Malgré des nom et prénom assez peu communs et que l'on aurait tôt fait d'oublier, Kostas Mavrakis gagne à être connu pour cette étude sur l’Art et surtout sur ce qu’il appelle le « Non-Art ».
Peintre à ses heures, l'auteur est docteur ès philosophie et arts plastiques, et maître de conférences. Il a enseigné par le passé à Paris VIII, dans le département de philosophie. En somme, c’est un intellectuel et un plasticien qui a le mérite d'avoir vogué des deux côté de la barrière : dans la pratique (avec la peinture (d'ailleurs la couverture de ce livre est de lui)) et dans la théorie.
Laissons d’abord l’introduction de cet article au septième de couverture de l’ouvrage, qui définit clairement ce qu’est (ou plutôt n’est pas) le « non-art » :
« L’art contemporain n’est ni art ni contemporain. Ce syntagme fait occuper la place de l’art tout court par le non-art. Une rhétorique habile est déployée pour présenter comme arriéré ou réactionnaire quiconque ne s’en laisse pas conter car les intérêts à ménager sont considérables. Comment et pourquoi s’est accomplie cette résistible ascension de la barbarie ? Le joug que celle-ci exerce ne peut être secoué en murmurant dans son coin que le roi est nu.

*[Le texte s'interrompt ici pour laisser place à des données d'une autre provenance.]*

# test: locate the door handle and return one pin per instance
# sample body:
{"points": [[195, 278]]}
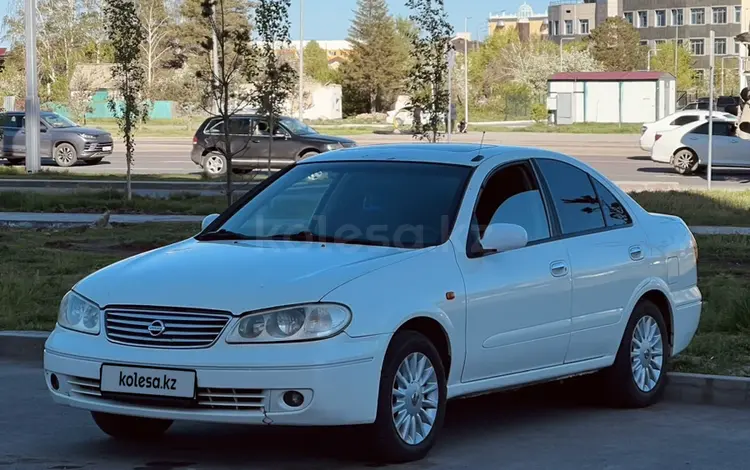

Aucune nouveauté n’apparaîtra sans notre concours actif. Il faut réfuter le relativisme avant-gardiste en débusquant les sophismes subjectivistes, nominalistes, historicistes qui en constituent le soubassement. Ce discours justifie le n’importe quoi en invoquant l’impossibilité de dire ce qu’est l’art. Kostas Mavrakis en donne pourtant une définition qui englobe ses métamorphoses depuis le commencement du monde. Il établit à cette occasion qu’il n’y a pas d’art sans critique, ni de critique sans critères. Ainsi sont posées les pierres angulaires d’une esthétique générale et d’une esthétique picturale afin de frayer le chemin du renouveau.
On le voit, Kostas Mavrakis ne se limite pas à déplorer la maladie qui ronge et désarme notre civilisation, il en dégage les causes et en fournit les remèdes ou, du moins, les outils conceptuels nécessaires à leur recherche. S’il est vrai, comme le disait Dostoïevski, que le monde sera sauvé par la beauté, il importe aujourd’hui plus que jamais de s’engager pour l’art. »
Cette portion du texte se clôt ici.